Ela chorava sorrindo

Ela chorava sorrindo.

Toda expressão de dor se consumia num sorriso labial, numa expressão faceira, numa sombra de amor. Qualquer lágrima que viesse percorrer seu rosto se tornava uma intrépida descobridora, uma navegadora. Mas ela continuava chorando, e o sorriso que formava em seu rosto me dava alegria.

Inexplicavelmente eu sentia algo familiar em seu rosto, em qualquer das formas que se apresentasse em minha casa. E mesmo assim continuávamos estranhas.

Alguma razão em estar aqui? Algum propósito para estar em minha casa agora?

Porque ouvimos tão alto as coisas? Um olho em outro olho, para que você pudesse ver os discos rosados que nos lembrava-nos o que nós poderíamos ser neste momento, e onde poderíamos estar, neste momento, esperando por algo lá fora. Isto é o que falamos sobre você e eu, e sobre eu não estar sozinha.
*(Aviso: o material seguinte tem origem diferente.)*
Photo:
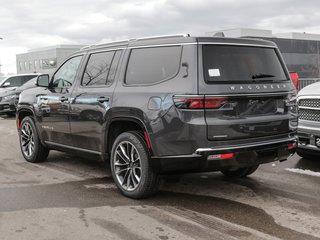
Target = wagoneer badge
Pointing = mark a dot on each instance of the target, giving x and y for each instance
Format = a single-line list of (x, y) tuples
[(258, 87)]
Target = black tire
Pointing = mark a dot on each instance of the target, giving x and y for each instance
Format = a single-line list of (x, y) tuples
[(31, 148), (131, 167), (307, 154), (241, 172), (11, 114)]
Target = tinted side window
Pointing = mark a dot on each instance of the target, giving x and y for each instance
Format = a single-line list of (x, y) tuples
[(151, 65), (239, 63), (27, 78), (14, 81), (66, 74), (113, 68), (97, 69)]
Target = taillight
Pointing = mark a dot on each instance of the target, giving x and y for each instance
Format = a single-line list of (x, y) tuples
[(214, 102), (198, 102), (295, 79), (292, 145)]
Ela está novamente sobre mim, e novamente há algo familiar em minha casa, agora, me perturba. Podemos ficar dias sozinhas, e mesmo assim não iremos nos reconhecer.

A razão em poder tocar você faz isso me levar para onde eu vim. Apenas me responda: porque não estamos em casa agora? O que podemos ser depois disso? O que seremos depois disso? Porque estamos aqui? Espere, eu continuo dentro de você. Dentro deste corpo que não me reconhece e ao qual não me reconheço. Esse corpo, perto de mim, que me torna o contrario do que eu sou.

Eu consigo sentir as cores que passam em sua cabeça, e eu consigo entender o que se passa dentro da sua íris. É uma conexão, e eu não poderia te explicar, eu não saberia aprender. Essa é uma das formas que eu conseguiria explicar o que está acontecendo aqui, e ali fora. Esperando você e eu não estou mais sozinha. Tem algo do meu lado, e se tornando minha ilusão. Minha ilusão está tocando minha nuca, e acariciando meus lábios. Minha ilusão pega no meu braço e encosta carinhosamente seus dedos em meus cabelos. Eu sinto novamente aquela familiaridade. Eu reconheço a voz, a textura, o cheiro. Minha ilusão se torna então o que está sobre mim agora, e eu a acaricio como objeto real. Porque ela está em minha casa agora. Ela é menor do que eu imagino, e mais delicada. Minha ilusão não me machuca, seus dedos são frágeis e me dão a impressão de poder quebrar a qualquer momento. E minha ilusão me pergunta carinhosa, e quase silenciosamente: “porque estamos aqui? Porque não vamos para casa? Porque nós estamos aqui agora? Espere, estamos dentro desse corpo que está no nosso lado. Alguém perto de mim faz eu me sentir iludida”.

Minha ilusão está tendo ilusões. Ela se confunde sobre quem eu sou e me pede para não deixa-la jamais. Ela segura meu cabelo como se eu fosse um cavalo, e chora, fazendo seu rosto sorrir. Minha ilusão é a realidade que eu buscava no choro risonho daquele rosto. E eu reconheço então a familiaridade de minha ilusão, que está do meu lado, me implorando para que eu explique o que está acontecendo.

Ela está dentro do meu quarto agora. Minha ilusão fala comigo, e não entende porque ela está lá. Seu corpo espera algo de mim, e eu não posso me mover. Ela me implora explicações, gritando com as paredes. Como eu poderia dizer à uma ilusão que não está acontecendo nada? Que ela é somente uma ilusão?